Au-delà de ces démonstrations cliniques, l’orateur déplore la faible utilisation de ces techniques en France comparée à d’autres pays comme l’Allemagne, l’Angleterre ou le Japon, où l’OCT et l’IVUS sont employées beaucoup plus systématiquement. Cette disparité souligne un enjeu majeur : l’intégration plus régulière et systématique de l’imagerie endo-coronaire dans la pratique courante pourrait considérablement améliorer la sécurité des patients et les résultats des interventions. L’angiographie seule, en tant que simple « lumiographie », reste une méthode imparfaite qui ne permet pas de détecter de nombreuses anomalies responsables de complications.

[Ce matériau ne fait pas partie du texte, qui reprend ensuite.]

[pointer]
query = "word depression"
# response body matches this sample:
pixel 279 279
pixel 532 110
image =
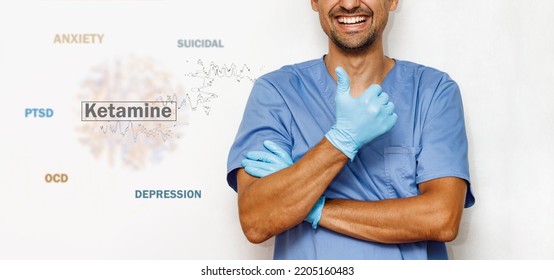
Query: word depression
pixel 128 111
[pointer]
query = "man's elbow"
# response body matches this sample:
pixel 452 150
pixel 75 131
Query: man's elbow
pixel 255 236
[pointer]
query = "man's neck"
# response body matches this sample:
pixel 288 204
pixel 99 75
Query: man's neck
pixel 363 69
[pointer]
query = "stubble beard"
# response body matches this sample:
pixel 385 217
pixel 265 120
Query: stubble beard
pixel 353 47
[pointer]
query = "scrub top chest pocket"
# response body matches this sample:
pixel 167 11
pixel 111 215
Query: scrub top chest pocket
pixel 400 171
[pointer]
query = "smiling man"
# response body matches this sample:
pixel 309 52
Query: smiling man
pixel 354 155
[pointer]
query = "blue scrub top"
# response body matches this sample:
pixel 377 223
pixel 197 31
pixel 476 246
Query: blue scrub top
pixel 295 106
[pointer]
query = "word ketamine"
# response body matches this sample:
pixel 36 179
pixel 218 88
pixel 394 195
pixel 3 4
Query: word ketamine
pixel 129 111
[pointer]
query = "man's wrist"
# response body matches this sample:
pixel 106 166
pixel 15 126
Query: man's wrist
pixel 342 141
pixel 315 214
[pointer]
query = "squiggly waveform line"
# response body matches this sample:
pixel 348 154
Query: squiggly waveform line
pixel 203 97
pixel 164 131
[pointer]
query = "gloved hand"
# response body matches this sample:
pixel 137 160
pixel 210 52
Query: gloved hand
pixel 262 163
pixel 359 120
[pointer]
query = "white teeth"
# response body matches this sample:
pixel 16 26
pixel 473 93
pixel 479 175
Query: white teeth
pixel 351 20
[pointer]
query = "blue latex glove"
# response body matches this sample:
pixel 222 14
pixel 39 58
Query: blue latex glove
pixel 262 163
pixel 359 120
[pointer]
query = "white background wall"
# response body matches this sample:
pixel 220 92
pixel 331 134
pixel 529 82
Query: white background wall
pixel 499 51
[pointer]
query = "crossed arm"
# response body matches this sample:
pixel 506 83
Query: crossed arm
pixel 281 200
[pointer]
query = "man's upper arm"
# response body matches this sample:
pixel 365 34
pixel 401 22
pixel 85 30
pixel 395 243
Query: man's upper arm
pixel 444 146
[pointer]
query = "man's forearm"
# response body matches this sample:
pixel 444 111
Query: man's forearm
pixel 275 203
pixel 433 215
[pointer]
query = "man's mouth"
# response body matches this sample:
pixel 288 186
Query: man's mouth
pixel 350 20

En conclusion, Grégoire Rangé plaide pour un changement de paradigme dans la cardiologie interventionnelle. L’imagerie endo-coronaire doit devenir un outil standard, un véritable « sauveur » qui guide l’opérateur, corrige les erreurs, et optimise les décisions thérapeutiques. Ce changement est nécessaire pour faire passer la « ligue 2 » française actuelle en imagerie endo-coronaire à un niveau d’excellence comparable aux pratiques internationales, garantissant ainsi une prise en charge plus fine, plus sûre et mieux adaptée aux besoins de chaque patient.